Evidence continues to emerge that an HCD approach to design makes for more effective interventions. This has long been understood in the corporate sector. We can use MEL to not only continue to build this evidence base, but to understand when, why and how this is true, and for whom. We can also use MEL as we work toward design standards and maturity models that help us better understand quality in the design approach and process.
Co-creation in project design and implementation is becoming a more established practice, how do we ensure that we are also being human-centered in the way we do our program MEL?
This is a great space for exploration. If being human-centered in the way we approach MEL means sharing power with people and co-evaluating, that opens up more space for people and programs to learn together.
Inclusive approaches to MEL — such as community-based, feminist, indigenous and decolonizing methodologies — ask us to consider power, how research questions shape the research inquiry, how the methods shape the available data, and how the available data shapes our conclusions.
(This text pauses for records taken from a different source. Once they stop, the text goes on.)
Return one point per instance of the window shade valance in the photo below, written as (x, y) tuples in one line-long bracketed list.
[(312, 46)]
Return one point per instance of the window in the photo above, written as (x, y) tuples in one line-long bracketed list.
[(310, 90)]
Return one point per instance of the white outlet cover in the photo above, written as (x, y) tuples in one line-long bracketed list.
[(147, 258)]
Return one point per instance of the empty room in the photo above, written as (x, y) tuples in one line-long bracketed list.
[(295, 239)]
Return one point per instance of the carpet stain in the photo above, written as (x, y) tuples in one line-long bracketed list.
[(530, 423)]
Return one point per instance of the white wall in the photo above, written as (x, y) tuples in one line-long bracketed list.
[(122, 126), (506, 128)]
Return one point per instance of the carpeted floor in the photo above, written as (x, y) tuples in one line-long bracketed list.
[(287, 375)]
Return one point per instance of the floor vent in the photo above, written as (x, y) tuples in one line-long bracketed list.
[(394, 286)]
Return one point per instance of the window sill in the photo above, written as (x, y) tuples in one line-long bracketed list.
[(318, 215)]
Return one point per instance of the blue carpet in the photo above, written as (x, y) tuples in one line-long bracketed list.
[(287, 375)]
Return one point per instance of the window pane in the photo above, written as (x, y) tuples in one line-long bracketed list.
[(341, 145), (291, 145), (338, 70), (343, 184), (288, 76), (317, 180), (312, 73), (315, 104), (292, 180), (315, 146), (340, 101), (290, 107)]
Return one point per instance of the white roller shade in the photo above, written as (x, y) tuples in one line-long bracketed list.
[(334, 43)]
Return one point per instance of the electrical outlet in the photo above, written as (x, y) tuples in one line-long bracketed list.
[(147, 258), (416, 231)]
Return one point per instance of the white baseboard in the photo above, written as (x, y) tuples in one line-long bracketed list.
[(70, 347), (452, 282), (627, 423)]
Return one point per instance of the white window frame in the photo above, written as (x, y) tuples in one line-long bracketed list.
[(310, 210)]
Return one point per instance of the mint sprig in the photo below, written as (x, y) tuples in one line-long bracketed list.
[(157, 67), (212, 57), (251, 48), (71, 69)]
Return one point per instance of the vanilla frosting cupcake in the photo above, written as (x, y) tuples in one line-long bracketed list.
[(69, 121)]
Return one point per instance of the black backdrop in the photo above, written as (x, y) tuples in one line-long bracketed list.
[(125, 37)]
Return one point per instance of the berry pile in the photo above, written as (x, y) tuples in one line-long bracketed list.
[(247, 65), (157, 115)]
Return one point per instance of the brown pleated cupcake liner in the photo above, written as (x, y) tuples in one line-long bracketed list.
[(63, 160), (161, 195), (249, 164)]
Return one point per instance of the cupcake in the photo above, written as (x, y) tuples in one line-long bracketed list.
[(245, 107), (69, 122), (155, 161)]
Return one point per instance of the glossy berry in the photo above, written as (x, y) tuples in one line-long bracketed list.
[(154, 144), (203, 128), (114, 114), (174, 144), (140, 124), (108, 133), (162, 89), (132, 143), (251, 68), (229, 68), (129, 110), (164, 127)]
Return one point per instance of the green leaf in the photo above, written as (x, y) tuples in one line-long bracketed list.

At the least, co-creation of the research questions, process, and results is essential to designing, implementing and understanding the real impact of interventions.
This is not a space unique to HCD, there is a long history of approaching meaning-making with people, as those most impacted by an issue are the ones who can most accurately measure, manage and make meaning around it. You can look to citizen science, participatory planning processes, community-led development and community-based participatory research (CBPR) for ideas on how to make meaning with people. Some of my favorite participatory methodologies include Photo Voice, Outcomes Harvesting, and Most Significant Change. Many design thinking tools can be used within M&E for people to think and learn together and, ethnographic, exploratory, semi-structured, story-based qualitative interviews, immersive observation and group dialogues are all methods that can be used to better see and understand people, their context and the nature of change.
If this all sounds too idealistic or too hard to do, consider these ideas: integrate data generation into program delivery, look for ways to enhance existing program structures such as regular meetings or site visits with reflection questions, let design and evaluation continue to inform adaptation and learning.
Helpful resources for participatory MEL or co-evaluation include:
- Participatory Research and Inquiry, particularly the Participatory MEL section which contains a what’s what of complexity-aware and participatory MEL methodologies.
- Community-based Participatory Research (many resources, perhaps a place to start is the Center for Participatory Research at the University of New Mexico)
- What is co-design? Beyond Sticky Notes, KA McKercher
- Design Thinking and Social Construction: A Practical Guide to Innovation in Research, Celiane Camargo-Borges, Sheila McNamee. This is a lovely intermixing of design and research that explores the social construction of meaning, data collection versus data generation, and cross-walks design thinking and people-centered research.